BMI expects a major restructuring programme will halve losses this year, and save the airline from imminent break up.
The £100m plan aims to reverse the fortunes of the UK-based carrier, which suffered a £156m loss last year. It will include 800 redundancies, cutting the aircraft fleet by 10 and axing unprofitable routes.
In his first interview since taking the reigns at the airline last October, Wolfgang Prock-Schauer, said the airline would be kept as a going concern.
“We have no intention of breaking up BMI. It will be here to stay,” he told a delegation of reporters in London.
However he added that he could not rule out a possible sale of BMI, which is owned by Lufthansa, in the long-term due to the volatility of the aviation industry.
“To say now the door is shut forever would be not right because there are so many combinations going on,” he added.

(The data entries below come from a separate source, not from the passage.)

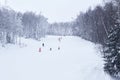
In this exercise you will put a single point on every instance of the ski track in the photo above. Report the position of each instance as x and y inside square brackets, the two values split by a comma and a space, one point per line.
[77, 59]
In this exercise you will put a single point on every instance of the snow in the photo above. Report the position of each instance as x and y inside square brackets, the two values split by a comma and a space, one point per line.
[77, 59]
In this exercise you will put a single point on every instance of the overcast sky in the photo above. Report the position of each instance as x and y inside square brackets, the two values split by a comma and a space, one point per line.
[54, 10]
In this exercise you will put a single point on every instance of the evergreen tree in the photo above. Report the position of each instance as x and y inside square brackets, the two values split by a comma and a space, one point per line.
[112, 53]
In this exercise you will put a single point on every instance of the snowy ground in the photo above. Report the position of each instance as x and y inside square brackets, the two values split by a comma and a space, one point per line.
[77, 59]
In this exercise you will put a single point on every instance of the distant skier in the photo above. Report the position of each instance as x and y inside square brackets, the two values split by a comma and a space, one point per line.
[50, 49]
[59, 39]
[43, 44]
[59, 48]
[39, 49]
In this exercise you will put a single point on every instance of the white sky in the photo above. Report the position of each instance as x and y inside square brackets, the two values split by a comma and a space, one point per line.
[54, 10]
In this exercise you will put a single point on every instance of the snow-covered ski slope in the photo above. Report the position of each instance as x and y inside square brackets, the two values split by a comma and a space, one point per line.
[77, 59]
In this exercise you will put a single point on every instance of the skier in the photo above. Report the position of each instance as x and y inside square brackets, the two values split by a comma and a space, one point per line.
[50, 49]
[43, 44]
[59, 48]
[39, 49]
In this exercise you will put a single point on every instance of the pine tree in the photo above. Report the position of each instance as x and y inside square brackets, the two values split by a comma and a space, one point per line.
[112, 53]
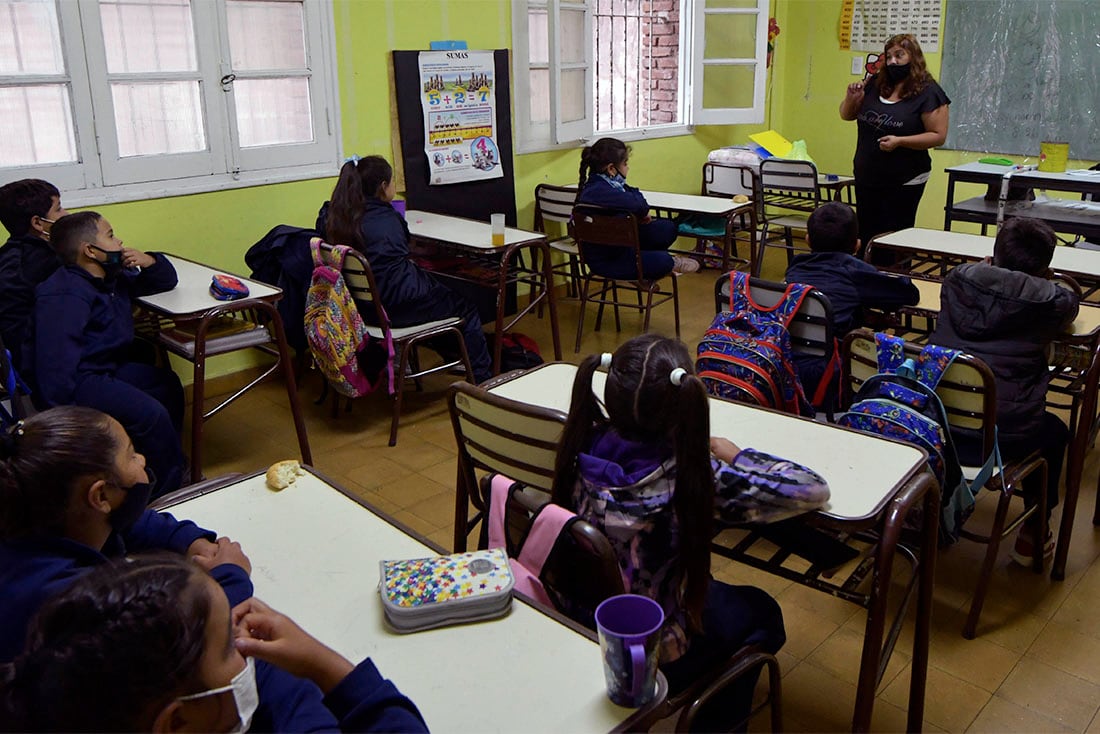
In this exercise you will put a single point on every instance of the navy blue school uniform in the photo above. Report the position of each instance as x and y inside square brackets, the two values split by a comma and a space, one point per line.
[410, 295]
[656, 236]
[80, 355]
[850, 286]
[25, 261]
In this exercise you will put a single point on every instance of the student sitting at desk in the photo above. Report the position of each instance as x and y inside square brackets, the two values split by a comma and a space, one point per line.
[604, 166]
[644, 475]
[849, 284]
[80, 350]
[1005, 313]
[151, 645]
[28, 209]
[361, 216]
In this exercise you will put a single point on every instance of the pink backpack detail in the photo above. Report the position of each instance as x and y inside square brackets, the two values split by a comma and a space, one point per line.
[548, 524]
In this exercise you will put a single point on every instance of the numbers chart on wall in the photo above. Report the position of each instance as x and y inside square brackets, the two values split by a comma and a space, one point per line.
[459, 98]
[866, 24]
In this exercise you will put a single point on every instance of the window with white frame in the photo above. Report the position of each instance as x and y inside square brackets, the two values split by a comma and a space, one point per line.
[158, 97]
[635, 68]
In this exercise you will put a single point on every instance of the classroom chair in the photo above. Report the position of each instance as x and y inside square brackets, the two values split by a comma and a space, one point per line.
[811, 328]
[495, 434]
[582, 571]
[791, 187]
[968, 392]
[554, 204]
[616, 228]
[406, 340]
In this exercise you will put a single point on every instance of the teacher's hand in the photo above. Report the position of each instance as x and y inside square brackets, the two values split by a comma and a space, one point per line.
[888, 143]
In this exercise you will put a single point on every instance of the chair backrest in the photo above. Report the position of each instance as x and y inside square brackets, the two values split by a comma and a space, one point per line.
[497, 434]
[812, 327]
[552, 204]
[967, 390]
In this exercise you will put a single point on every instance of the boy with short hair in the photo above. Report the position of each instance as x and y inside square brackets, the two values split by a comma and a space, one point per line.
[80, 343]
[1005, 311]
[849, 284]
[28, 209]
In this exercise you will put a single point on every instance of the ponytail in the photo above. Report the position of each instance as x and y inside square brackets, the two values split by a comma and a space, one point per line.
[584, 416]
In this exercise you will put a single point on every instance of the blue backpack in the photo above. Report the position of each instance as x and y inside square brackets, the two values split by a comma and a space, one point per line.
[901, 403]
[746, 352]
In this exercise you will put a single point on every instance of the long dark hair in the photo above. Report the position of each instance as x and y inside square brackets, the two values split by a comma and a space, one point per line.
[110, 650]
[359, 182]
[919, 75]
[644, 405]
[41, 461]
[597, 156]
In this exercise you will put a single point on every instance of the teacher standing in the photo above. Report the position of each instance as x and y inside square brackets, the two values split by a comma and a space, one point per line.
[900, 112]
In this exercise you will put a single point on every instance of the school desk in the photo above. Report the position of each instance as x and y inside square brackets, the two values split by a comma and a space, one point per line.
[315, 549]
[873, 484]
[441, 237]
[189, 322]
[1075, 373]
[1075, 217]
[932, 252]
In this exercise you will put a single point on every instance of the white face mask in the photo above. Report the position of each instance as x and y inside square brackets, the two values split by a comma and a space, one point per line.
[245, 697]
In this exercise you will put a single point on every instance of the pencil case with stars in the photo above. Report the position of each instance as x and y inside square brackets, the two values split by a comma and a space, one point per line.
[424, 593]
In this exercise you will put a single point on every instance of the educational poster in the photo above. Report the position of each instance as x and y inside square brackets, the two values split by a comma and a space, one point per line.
[459, 96]
[866, 24]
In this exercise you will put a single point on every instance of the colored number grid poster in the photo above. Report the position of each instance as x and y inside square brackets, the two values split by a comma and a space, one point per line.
[866, 24]
[459, 96]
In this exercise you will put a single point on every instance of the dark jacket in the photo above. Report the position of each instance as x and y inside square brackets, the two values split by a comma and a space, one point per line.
[34, 569]
[850, 286]
[1008, 319]
[24, 262]
[84, 325]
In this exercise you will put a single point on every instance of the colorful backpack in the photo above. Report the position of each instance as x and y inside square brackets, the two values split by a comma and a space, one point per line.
[901, 403]
[746, 352]
[334, 329]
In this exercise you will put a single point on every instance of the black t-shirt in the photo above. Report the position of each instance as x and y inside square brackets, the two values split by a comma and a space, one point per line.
[876, 167]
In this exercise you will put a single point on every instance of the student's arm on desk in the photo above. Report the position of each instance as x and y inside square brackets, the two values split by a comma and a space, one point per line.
[359, 696]
[59, 321]
[754, 486]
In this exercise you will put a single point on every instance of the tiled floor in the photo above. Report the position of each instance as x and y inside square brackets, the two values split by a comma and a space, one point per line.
[1035, 666]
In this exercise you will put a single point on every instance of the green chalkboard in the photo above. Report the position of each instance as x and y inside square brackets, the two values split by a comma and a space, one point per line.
[1022, 72]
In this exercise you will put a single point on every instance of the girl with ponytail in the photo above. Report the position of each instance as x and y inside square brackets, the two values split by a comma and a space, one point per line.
[638, 464]
[361, 216]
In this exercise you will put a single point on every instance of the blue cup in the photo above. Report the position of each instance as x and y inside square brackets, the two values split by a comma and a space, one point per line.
[629, 627]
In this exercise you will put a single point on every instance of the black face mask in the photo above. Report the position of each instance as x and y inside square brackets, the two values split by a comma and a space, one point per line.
[897, 72]
[133, 505]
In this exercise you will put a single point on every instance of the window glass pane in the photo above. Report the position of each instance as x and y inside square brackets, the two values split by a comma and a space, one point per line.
[730, 36]
[29, 39]
[265, 35]
[273, 111]
[540, 95]
[728, 86]
[35, 126]
[147, 35]
[572, 96]
[571, 36]
[153, 118]
[538, 36]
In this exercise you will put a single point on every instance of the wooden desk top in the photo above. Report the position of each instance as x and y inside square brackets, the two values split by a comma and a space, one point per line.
[862, 471]
[465, 232]
[315, 555]
[191, 295]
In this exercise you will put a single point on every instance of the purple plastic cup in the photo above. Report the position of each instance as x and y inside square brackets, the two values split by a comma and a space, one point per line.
[629, 630]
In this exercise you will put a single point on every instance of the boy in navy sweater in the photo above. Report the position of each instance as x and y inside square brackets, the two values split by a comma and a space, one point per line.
[79, 352]
[28, 209]
[849, 284]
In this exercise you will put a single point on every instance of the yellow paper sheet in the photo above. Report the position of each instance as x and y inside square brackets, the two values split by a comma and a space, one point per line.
[772, 142]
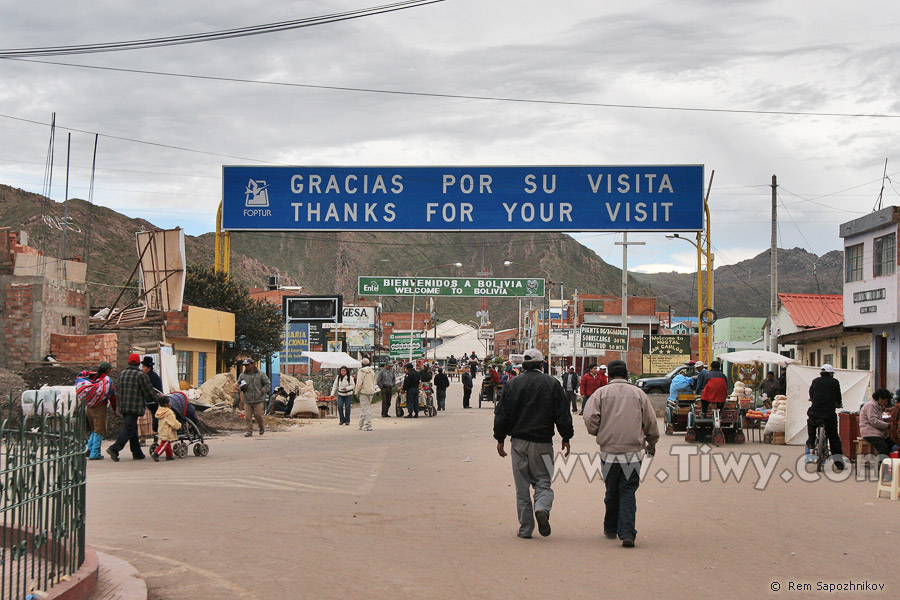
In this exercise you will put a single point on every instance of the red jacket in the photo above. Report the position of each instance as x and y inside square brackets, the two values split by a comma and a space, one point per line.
[715, 390]
[591, 383]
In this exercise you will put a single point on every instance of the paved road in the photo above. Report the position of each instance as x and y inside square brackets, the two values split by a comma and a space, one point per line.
[425, 509]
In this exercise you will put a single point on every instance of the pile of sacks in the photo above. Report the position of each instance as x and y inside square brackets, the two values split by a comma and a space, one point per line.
[777, 416]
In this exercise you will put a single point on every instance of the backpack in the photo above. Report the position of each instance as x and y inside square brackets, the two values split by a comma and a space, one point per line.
[92, 390]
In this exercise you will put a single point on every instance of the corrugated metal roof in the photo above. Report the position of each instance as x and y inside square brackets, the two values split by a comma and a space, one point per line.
[814, 310]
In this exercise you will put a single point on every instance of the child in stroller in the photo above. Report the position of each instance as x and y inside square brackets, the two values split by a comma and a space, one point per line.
[190, 427]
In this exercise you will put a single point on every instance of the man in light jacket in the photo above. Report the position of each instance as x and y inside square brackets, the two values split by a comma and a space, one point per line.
[620, 416]
[365, 389]
[386, 381]
[872, 426]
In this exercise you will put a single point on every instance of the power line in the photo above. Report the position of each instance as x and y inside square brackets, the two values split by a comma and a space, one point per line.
[797, 113]
[211, 36]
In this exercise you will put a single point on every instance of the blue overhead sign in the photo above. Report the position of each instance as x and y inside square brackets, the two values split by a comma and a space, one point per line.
[585, 198]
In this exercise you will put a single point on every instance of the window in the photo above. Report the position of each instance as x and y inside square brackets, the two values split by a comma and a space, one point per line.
[201, 367]
[885, 259]
[853, 262]
[183, 359]
[862, 359]
[592, 306]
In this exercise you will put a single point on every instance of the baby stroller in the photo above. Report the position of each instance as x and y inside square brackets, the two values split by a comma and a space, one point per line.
[189, 434]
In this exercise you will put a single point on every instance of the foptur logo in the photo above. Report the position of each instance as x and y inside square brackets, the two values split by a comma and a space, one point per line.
[257, 194]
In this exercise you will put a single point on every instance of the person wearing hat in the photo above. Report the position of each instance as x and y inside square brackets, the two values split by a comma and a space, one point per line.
[825, 399]
[365, 389]
[411, 387]
[255, 386]
[135, 393]
[591, 381]
[623, 422]
[533, 404]
[570, 386]
[97, 392]
[156, 382]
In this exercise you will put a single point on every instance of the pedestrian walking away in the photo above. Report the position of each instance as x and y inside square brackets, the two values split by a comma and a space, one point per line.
[621, 418]
[135, 393]
[441, 383]
[386, 381]
[168, 430]
[255, 386]
[533, 404]
[467, 388]
[570, 386]
[96, 392]
[365, 389]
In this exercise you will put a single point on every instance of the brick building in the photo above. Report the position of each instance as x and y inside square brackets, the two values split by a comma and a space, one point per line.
[40, 296]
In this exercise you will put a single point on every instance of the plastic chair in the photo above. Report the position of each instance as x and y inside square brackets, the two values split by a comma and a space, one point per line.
[889, 478]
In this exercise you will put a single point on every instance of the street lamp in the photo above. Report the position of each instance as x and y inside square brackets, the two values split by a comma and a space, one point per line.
[412, 315]
[549, 283]
[705, 346]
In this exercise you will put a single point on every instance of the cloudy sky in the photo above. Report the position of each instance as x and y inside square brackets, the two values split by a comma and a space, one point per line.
[773, 88]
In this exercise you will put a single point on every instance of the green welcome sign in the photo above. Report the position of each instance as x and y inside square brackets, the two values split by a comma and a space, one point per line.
[471, 287]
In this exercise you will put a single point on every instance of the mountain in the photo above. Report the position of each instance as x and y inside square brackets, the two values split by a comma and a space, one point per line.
[328, 263]
[323, 263]
[742, 289]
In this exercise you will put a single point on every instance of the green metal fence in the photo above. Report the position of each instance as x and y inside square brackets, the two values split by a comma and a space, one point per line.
[42, 483]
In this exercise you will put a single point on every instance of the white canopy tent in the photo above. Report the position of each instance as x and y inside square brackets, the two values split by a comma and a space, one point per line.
[854, 393]
[333, 360]
[459, 346]
[756, 357]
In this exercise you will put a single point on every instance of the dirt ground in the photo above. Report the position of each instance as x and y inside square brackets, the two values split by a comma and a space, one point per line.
[424, 508]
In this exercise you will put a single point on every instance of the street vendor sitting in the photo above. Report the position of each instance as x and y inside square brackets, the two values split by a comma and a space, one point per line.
[715, 387]
[681, 384]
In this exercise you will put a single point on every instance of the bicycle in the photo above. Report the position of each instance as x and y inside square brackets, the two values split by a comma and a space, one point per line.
[822, 450]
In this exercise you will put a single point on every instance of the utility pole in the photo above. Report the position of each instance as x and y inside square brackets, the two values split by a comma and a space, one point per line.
[773, 273]
[625, 243]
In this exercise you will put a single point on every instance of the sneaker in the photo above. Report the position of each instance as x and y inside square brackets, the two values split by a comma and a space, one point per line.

“Right now, the focus is on restructuring and then we’ll see what kind of opportunities arise later. We want to create a valuable asset for the Lufthansa group and the owner can always then make the assessment of what to do with this asset.”
Plans on the table include increasing flights to continental Europe and North America, although this was only an option at this stage.
If there airline were to broken up, British Airways would be one of the front runners. BA chief executive, Willie Walsh, is particularly keen on BMI’s 10 per cent of the take-off a landing slots at Heathrow, the highest number of any airline after BA.
Virgin Atlantic has also expressed an interest, and has held regular talks with Lufthansa about the future of BMI.
However Prock-Schauer said no talks were taking place at present as the group focuses on restructuring.
Prock-Schauer confirmed that, BMI had sold a number of slots to other airlines in the Lufthansa group, which includes Brussels Airlines, Austrian Airlines and Swiss.